Look I am no expert, but I have often followed a principle.

 

If it aint broke, dont fix it.

 

Yes the MPPT fan does what it needs to do, but why would it make a racket? If it switches on, it is doing something that it needs to be doing.

 

By Racket, do you mean it is noisy whilst working, then maybe best is a fan replacement rather that switching it off. They are cheap. Just don't go buy one and start fiddling inside your inverter yourself, those caps (even if you power down), will send you to mars and back.

3 hours ago, Lee2 said:

If i disabled the fans would it cause the entire inverter to overheat or is the other remaining fan fine?

There is more to cool than the MPPT; there is the DC-AC converter (full bridge), and the DC-DC converter (MOSFETs, IGBTs, and a buck transistor). These are on two heatsinks placed roughly in front of the two main fans. I can't see how disabling one fan would not cause one of the heatsinks to overheat.

Are you saying that you have two fans, and one is much noisier than the other?

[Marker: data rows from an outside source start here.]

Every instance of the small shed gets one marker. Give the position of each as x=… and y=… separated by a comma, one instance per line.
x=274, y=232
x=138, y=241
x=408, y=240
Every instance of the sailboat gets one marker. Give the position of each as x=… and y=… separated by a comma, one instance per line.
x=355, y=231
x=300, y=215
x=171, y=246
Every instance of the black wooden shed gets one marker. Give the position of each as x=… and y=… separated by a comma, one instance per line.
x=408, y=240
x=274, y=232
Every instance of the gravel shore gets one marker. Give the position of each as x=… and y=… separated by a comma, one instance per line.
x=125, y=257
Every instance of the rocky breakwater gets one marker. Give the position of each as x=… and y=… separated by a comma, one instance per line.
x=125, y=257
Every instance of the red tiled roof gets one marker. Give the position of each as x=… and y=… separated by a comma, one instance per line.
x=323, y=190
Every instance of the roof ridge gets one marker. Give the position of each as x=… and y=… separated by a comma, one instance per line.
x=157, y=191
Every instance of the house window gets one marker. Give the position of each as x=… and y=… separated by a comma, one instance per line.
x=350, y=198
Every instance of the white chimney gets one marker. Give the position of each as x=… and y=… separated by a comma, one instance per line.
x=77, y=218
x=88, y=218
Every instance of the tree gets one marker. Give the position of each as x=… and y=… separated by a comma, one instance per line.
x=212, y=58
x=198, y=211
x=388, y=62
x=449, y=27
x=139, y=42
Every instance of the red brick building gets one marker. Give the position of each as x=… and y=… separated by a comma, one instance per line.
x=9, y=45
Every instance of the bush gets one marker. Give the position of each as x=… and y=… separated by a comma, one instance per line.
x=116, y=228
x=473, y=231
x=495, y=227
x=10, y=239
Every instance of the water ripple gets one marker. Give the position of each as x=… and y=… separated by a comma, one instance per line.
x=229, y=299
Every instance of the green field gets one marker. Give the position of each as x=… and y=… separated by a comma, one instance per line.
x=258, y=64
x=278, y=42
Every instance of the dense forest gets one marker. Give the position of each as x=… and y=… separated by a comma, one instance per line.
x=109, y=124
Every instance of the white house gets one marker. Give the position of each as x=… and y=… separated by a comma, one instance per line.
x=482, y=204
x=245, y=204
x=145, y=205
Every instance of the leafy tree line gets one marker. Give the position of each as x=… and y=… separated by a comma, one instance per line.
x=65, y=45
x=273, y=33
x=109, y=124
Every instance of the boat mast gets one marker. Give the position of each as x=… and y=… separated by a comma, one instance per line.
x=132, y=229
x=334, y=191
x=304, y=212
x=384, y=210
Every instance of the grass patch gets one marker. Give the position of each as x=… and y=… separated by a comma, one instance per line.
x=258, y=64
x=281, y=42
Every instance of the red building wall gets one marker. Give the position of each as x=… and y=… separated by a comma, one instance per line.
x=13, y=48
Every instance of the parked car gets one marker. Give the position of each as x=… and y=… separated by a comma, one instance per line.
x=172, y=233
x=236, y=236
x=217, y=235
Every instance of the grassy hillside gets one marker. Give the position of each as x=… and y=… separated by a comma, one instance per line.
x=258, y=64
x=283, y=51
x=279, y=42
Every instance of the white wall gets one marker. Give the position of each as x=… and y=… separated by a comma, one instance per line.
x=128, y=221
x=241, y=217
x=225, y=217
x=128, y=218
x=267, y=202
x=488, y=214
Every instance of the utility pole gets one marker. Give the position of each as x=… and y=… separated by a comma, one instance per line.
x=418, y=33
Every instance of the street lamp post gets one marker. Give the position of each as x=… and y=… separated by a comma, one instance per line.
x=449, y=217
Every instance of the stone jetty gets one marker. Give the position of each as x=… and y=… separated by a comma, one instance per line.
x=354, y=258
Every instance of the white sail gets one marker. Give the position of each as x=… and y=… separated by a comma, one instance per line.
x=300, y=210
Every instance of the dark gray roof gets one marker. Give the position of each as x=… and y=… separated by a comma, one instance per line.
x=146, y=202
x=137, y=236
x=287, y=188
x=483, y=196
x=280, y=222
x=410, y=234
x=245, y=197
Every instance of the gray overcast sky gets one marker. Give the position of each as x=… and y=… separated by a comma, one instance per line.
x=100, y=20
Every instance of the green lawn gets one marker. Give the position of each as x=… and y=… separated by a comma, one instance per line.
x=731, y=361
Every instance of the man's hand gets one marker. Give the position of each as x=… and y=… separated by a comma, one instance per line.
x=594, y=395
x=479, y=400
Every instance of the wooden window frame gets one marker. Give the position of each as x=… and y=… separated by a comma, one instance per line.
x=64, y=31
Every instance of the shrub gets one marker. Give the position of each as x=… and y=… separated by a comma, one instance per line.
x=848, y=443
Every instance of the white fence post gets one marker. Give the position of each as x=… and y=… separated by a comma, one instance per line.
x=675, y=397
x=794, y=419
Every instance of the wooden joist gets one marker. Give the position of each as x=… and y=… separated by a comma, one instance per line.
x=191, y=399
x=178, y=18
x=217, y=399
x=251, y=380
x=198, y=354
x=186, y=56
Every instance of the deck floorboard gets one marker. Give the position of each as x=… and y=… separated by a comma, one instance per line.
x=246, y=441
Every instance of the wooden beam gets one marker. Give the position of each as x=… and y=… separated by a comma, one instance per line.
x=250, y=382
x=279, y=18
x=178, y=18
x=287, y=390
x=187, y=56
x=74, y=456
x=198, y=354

Or just that while two fans running is really bad, one fan running might not be too bad?

Is this a VM model?

You might be able to get away with replacing one or both fans with temperature controlled extra-quiet fans. But there is the issue of the locked fan warnings and errors. I suspect that VM models won't have these locked fan warnings and errors. And VM models are definitely the noisiest, by all reports.